Вдвоём они отвели меня в камеру.

– Значит, смотри, Немой, – сказал начальник тюрьмы. – Вот лежанка, как обещал. Вот стол и табурет. Здесь, в углу – когтеточка. О матрас когти не точить! Порвёшь – сам зашивать будешь. Обед сейчас принесут.

– Выдай ему двойной, – попросил Василий. – Наголодался парнишка.

– Выдадим, – согласился начальник тюрьмы. – Да, вот ещё что! Под кровать не гадить! Только в лоток!

Бля, они вообще охренели, что ли?!

Молчаливый тюремщик приволок мне обед – две охрененные порции жареного мяса с репой и горохом и гору чёрного хлеба. Начальство вышло, дверь захлопнулась. И я остался один.

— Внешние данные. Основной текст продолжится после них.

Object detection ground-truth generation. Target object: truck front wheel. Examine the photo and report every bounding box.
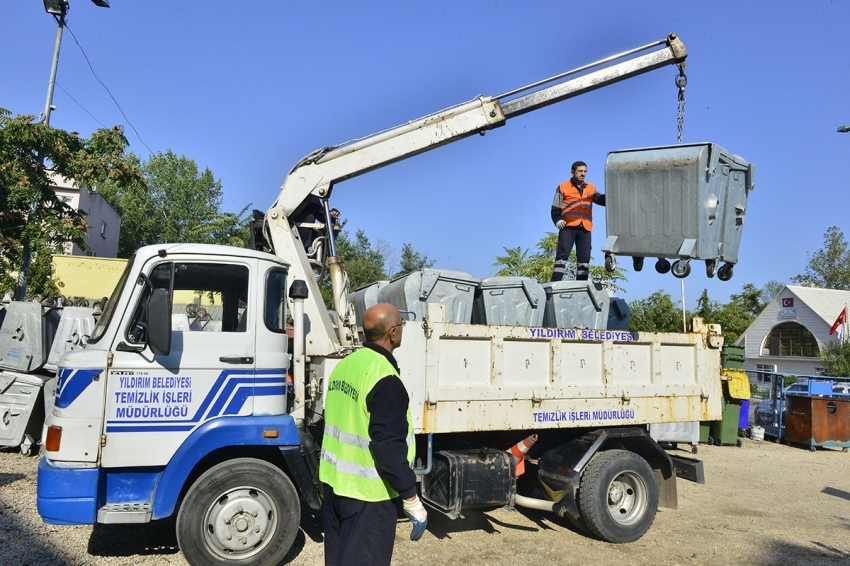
[177,458,301,566]
[578,450,658,543]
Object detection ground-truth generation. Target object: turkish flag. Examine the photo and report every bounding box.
[829,307,847,334]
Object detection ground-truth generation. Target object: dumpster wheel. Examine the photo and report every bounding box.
[578,450,658,544]
[632,256,644,271]
[717,263,733,281]
[672,259,691,279]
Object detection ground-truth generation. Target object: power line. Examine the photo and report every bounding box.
[56,83,106,128]
[62,23,153,155]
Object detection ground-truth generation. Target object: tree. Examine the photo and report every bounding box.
[691,289,723,324]
[392,244,434,279]
[101,150,250,257]
[712,283,772,344]
[629,289,682,332]
[791,226,850,291]
[493,232,627,292]
[761,279,785,306]
[0,108,145,300]
[819,340,850,377]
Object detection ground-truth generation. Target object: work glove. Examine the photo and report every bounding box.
[402,495,428,540]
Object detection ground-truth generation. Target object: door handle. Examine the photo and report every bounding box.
[218,356,254,364]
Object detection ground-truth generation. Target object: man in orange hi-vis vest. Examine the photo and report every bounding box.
[551,161,605,281]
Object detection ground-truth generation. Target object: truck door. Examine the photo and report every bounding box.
[101,258,264,467]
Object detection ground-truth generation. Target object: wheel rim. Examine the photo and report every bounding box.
[203,487,278,560]
[608,472,648,525]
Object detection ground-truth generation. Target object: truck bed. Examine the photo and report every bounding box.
[386,303,723,433]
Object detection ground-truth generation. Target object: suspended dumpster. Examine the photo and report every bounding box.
[602,143,755,281]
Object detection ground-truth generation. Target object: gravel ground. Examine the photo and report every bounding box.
[0,440,850,566]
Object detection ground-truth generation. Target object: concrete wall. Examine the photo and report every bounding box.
[52,175,121,257]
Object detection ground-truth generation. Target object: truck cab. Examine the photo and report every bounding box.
[38,244,299,536]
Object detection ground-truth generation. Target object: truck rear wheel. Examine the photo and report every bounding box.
[578,450,658,543]
[177,458,301,566]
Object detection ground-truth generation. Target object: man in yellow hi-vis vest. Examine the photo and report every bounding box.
[319,303,428,566]
[551,161,605,281]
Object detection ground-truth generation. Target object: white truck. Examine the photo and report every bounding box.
[38,34,722,565]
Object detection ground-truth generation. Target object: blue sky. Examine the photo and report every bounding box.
[0,0,850,307]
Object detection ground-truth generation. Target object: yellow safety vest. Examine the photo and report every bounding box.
[319,348,416,502]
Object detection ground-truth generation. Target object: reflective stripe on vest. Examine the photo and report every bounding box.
[558,179,596,232]
[319,348,416,501]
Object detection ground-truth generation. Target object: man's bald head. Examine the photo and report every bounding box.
[363,303,404,351]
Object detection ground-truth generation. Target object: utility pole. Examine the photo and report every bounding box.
[15,0,109,301]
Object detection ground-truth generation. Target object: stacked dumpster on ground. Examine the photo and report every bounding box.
[785,378,850,450]
[0,300,95,454]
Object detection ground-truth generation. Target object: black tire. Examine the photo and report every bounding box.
[177,458,301,566]
[578,450,658,544]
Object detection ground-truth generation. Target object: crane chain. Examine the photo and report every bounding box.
[676,62,688,145]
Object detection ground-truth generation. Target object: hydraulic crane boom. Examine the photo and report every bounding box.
[265,33,687,355]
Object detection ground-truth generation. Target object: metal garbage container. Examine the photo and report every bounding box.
[602,143,755,281]
[785,393,850,450]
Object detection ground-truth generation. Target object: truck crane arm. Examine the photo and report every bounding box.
[265,33,687,355]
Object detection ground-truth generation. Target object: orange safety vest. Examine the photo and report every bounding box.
[558,179,596,232]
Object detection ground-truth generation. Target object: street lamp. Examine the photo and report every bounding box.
[15,0,109,301]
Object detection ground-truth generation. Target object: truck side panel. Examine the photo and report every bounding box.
[390,304,722,433]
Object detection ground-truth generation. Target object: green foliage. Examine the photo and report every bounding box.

Ох, я и жрал! Наевшись, расслабился на табурете и стал задумчиво смотреть на недоеденный хлеб. Хлеба было ужасно жалко. Но в желудок он не влезал. Проблема, бля!

От нечего делать, принялся рассматривать камеру. Нормальное помещение. Семь шагов в длину, пять – в ширину. Побольше десантной капсулы.

И тут я заметил, что из-под койки на меня внимательно смотрят два блестящих глаза.

Это была мышь. Крупная, величиной почти с крысу, которую я сожрал на помойке. Она, не отрываясь, глядела на меня, но вылезти из-под кровати не решалась.

Немой внутри по-прежнему молчал. Я почувствовал себя одиноко и решил подружиться с мышью. Взял хлеб, отломил кусочек и протянул ей.

Мышь торопливо пробежала через камеру, обнюхала хлеб и взяла его передними лапками. Съела, отряхнула крошки с усов и вежливо сказала:

– Спасибо!


Мышь посмотрела на меня и обиженно фыркнула.

– Я не понял. А ты почему не кричишь? Не удивился что ли?

Конечно, не удивился. Я просто охренел! Но краем сознания отметил, что эта мышь – мужского пола. Мыш, то есть.

– Поговорить не хочешь? – спросил мыш. – Темница, всё-таки. Скучно. А поговоришь – и легче на душе.

Легче, это точно. А если ещё и выпить – вообще взлетишь. Я бы сейчас граммов шестьсот засадил, чтобы успокоиться. И можно без закуски.

Я тяжело вздохнул и снова принялся за пантомиму. Жалобно замычал, показывая пальцем на рот.

– Немой? – понятливо спросил мыш. – Это ничего. Мелкую моторику надо развивать, тогда и речь вернётся. Вышивать любишь?

Ага! Крестиком, блядь!

Я помотал головой.

– Тогда лепить можно. Ну-ка, слепи что-нибудь из хлебного мякиша. А я пока тебе расскажу, что на воле делается. Скучаешь по воле?

Ну, так. Не успел соскучиться, вроде.

Чтобы не расстраивать мыша, я кивнул. Отщипнул хлебный мякиш и принялся катать в пальцах. Чем чёрт не шутит – может, и вернётся речь.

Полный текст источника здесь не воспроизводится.